Review by Frank Plowright
This volume takes its title from the weakest of the three stories included, in which Deadpool is transformed into a duck. Has he had a weirder experience? Well, it is Deadpool…
Infected with a virus, Rocket Raccoon crashes to Earth in the vicinity of Howard the Duck after Deadpool has found a teleportation device. Stuart Moore manages a few good jokes, but crucially not enough, and doesn’t have any great idea where to take the plot after Deadpool becomes a duck. He looks great as drawn by Jacapo Camagni, and you’ll believe Wade is an assassin in even duck form, but too much is too random. If you’d prefer just this in paperback, it’s Deadpool the Duck, naturally enough.
What was originally Deadpool versus the Punisher is a whole lot more fun as long as you don’t become too fixated on the “versus” aspect of the title. Fred Van Lente sets things up so the assassins are in opposition to start with, and conceives a good repeated chapter-ending joke on that theme, but for most of the time their interests coincide. Both are concerned about the wife and son of a financier who appear to have been killed during an assault on his home at which both Deadpool and the Punisher are present.

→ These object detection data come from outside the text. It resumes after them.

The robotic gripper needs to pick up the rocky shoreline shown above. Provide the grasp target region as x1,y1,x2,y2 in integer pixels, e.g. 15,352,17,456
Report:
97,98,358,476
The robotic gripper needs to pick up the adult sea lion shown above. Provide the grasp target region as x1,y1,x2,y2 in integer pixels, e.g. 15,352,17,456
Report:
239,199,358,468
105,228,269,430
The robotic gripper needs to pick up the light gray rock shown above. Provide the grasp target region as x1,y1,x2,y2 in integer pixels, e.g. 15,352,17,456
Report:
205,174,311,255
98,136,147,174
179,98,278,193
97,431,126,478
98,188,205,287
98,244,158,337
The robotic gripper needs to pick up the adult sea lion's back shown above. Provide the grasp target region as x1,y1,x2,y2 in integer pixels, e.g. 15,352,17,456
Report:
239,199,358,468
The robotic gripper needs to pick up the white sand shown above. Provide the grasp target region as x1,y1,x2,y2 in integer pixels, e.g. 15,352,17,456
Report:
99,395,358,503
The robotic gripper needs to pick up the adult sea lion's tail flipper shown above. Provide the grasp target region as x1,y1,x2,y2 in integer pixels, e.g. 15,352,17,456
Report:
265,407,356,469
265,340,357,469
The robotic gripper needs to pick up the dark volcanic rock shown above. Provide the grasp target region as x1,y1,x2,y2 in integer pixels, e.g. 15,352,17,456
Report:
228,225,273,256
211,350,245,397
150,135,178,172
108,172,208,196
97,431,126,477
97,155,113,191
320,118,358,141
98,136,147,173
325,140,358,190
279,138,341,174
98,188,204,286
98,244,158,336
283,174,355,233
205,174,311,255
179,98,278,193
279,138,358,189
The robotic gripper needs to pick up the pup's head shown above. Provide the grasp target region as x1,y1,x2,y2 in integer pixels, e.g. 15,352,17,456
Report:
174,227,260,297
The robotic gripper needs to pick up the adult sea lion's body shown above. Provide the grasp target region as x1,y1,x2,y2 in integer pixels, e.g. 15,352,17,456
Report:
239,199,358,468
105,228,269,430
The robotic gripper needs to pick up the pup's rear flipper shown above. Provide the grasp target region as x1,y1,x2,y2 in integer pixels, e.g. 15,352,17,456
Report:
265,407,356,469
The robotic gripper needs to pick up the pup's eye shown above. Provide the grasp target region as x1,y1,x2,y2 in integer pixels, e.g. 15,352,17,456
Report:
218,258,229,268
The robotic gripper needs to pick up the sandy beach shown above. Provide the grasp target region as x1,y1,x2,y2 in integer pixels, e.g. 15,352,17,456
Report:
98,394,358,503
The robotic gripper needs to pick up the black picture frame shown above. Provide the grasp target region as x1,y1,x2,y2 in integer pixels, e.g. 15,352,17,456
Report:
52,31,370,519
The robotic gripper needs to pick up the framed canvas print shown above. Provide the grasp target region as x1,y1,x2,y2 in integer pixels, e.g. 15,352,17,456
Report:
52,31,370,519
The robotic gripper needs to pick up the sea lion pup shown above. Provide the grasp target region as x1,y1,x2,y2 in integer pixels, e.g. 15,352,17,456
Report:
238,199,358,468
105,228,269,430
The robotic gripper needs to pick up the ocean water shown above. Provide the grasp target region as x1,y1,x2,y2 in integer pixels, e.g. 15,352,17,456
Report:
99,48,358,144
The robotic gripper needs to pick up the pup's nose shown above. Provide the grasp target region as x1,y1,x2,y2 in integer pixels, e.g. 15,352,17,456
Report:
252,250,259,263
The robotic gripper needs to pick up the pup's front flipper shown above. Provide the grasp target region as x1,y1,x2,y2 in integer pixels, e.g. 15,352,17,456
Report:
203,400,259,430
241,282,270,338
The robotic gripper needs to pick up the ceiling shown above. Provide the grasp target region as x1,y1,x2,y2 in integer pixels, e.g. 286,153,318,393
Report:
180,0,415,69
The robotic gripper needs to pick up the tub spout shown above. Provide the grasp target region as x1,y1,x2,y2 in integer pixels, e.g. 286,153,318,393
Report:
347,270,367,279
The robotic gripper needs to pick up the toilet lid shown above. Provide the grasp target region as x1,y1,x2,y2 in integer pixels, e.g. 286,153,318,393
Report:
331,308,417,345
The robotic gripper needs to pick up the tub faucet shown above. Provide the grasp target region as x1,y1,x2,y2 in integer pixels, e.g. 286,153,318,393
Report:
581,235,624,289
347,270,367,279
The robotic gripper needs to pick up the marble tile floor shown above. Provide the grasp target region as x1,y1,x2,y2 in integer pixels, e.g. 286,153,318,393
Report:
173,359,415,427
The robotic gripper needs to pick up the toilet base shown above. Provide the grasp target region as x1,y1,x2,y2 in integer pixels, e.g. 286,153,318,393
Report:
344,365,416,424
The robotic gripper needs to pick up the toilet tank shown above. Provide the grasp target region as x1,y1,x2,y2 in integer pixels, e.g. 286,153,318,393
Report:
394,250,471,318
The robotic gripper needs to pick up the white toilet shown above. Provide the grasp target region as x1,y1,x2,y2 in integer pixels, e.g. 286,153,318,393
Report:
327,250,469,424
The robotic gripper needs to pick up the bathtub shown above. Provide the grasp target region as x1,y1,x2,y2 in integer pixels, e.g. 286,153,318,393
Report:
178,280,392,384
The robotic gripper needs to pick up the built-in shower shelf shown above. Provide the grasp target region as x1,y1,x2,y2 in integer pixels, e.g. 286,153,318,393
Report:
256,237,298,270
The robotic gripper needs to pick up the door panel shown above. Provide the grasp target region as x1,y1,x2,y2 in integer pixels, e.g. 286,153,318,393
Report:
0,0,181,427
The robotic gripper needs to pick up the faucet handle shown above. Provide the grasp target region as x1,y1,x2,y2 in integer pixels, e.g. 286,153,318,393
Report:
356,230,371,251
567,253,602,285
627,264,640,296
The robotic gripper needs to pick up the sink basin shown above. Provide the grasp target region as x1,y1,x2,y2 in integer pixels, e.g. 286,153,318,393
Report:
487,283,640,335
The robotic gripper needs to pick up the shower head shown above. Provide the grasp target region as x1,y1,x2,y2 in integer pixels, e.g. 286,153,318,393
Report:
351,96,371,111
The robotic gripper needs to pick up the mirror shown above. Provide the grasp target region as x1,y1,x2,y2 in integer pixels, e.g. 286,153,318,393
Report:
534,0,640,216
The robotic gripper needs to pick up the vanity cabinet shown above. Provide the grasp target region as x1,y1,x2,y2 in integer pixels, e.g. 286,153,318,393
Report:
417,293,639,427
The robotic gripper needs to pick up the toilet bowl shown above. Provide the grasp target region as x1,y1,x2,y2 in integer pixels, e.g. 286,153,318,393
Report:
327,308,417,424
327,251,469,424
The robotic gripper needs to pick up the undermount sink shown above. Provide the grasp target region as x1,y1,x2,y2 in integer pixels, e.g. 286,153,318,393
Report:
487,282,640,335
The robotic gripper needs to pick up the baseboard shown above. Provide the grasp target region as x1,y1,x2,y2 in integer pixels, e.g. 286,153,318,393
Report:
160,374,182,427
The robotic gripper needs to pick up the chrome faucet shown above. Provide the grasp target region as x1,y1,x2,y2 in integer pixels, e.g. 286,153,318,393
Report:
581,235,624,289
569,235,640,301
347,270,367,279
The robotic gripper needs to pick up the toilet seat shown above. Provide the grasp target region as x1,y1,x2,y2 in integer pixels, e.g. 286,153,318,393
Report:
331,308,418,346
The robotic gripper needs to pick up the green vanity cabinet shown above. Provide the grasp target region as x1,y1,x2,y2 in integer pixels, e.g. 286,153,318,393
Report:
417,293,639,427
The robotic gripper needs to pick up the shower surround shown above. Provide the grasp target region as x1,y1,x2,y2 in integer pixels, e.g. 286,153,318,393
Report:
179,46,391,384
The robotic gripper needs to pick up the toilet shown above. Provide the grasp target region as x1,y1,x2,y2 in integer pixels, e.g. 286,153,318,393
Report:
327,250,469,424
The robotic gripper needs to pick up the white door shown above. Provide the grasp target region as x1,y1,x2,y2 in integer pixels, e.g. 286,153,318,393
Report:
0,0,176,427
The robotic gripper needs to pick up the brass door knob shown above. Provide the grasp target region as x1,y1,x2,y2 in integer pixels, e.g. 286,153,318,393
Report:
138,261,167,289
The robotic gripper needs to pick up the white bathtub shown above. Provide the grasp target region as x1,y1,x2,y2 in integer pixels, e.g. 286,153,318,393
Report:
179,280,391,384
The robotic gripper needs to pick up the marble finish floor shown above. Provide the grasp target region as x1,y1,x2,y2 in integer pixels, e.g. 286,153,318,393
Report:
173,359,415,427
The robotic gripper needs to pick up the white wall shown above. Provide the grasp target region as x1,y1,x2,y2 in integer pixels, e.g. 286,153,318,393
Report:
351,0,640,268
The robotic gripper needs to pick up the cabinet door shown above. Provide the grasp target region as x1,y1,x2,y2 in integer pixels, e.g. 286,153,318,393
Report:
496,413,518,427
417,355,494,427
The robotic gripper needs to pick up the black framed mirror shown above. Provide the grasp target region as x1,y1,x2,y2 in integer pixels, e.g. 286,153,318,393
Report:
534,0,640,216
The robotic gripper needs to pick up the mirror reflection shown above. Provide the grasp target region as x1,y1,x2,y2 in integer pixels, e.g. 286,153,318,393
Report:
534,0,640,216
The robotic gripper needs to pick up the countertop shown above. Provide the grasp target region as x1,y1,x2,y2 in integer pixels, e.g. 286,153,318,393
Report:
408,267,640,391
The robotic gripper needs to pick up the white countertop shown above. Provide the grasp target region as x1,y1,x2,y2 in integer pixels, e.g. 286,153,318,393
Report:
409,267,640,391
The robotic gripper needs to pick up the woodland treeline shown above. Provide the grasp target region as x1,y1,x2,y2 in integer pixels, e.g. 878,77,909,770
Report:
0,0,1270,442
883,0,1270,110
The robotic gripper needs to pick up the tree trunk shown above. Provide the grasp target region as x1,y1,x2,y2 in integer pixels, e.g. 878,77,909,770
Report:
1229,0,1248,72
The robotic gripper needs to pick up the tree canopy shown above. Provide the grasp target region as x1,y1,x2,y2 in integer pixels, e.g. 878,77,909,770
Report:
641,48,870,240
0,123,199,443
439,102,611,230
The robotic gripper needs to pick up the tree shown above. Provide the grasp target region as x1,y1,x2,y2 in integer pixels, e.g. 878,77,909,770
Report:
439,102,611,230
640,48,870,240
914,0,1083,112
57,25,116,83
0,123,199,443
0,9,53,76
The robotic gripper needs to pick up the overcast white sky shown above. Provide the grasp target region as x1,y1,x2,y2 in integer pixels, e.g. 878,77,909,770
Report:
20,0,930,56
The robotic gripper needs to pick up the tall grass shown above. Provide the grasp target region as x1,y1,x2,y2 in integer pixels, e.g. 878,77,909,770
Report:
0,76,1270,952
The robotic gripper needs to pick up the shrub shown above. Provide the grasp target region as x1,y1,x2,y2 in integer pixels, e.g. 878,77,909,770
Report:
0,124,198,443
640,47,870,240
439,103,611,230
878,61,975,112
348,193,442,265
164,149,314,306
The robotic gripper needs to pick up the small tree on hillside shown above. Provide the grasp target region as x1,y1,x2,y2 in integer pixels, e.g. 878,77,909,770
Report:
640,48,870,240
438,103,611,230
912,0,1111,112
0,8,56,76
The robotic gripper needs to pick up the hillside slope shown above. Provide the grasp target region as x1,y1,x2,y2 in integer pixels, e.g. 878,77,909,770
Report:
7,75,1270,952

Van Lente’s clever plot keeps twisting away from expectation all the way to the end, and Pere Pérez draws great versions of both characters while relishing the changes of scenery, selling every new location. The suspense is maintained until the end, and the jokes come thick and fast.
Deadpool’s already killed the Marvel universe, appropriately enough in Deadpool Kills the Marvel Universe (or Deadpool Classic Vol. 16), but is it an idea worth repeating? Definitely, not least because Cullen Bunn and Dalibor Talajić aren’t supplying a reprise, but a variation. This isn’t the same Deadpool and this isn’t the same Marvel universe. This Deadpool makes jokes and he’s funny, but without being the full-on madcap personality. He’s part of an X-Men team investigating who might be murdering superheroes.
Bunn’s story is good, but in Talajić he has an artist who excels at differentiating the world as it is and the world as Deadpool sees it. The art throughout this collection is excellent, but Talajić is nonetheless the star turn, working convincingly with both action and detail, while also managing to transfer from cartoon exaggeration to gritty realism.
Good use is made of a character not around when the other Deadpool killed the other Marvel universe, and Bunn has a good plot going behind the scenes, making this even better than the first time round. It’s also found in Deadpool Kills the Marvel Universe Omnibus.
Two really good Deadpool stories and one that’s not great, but raised by fine art make this a worthwhile collection.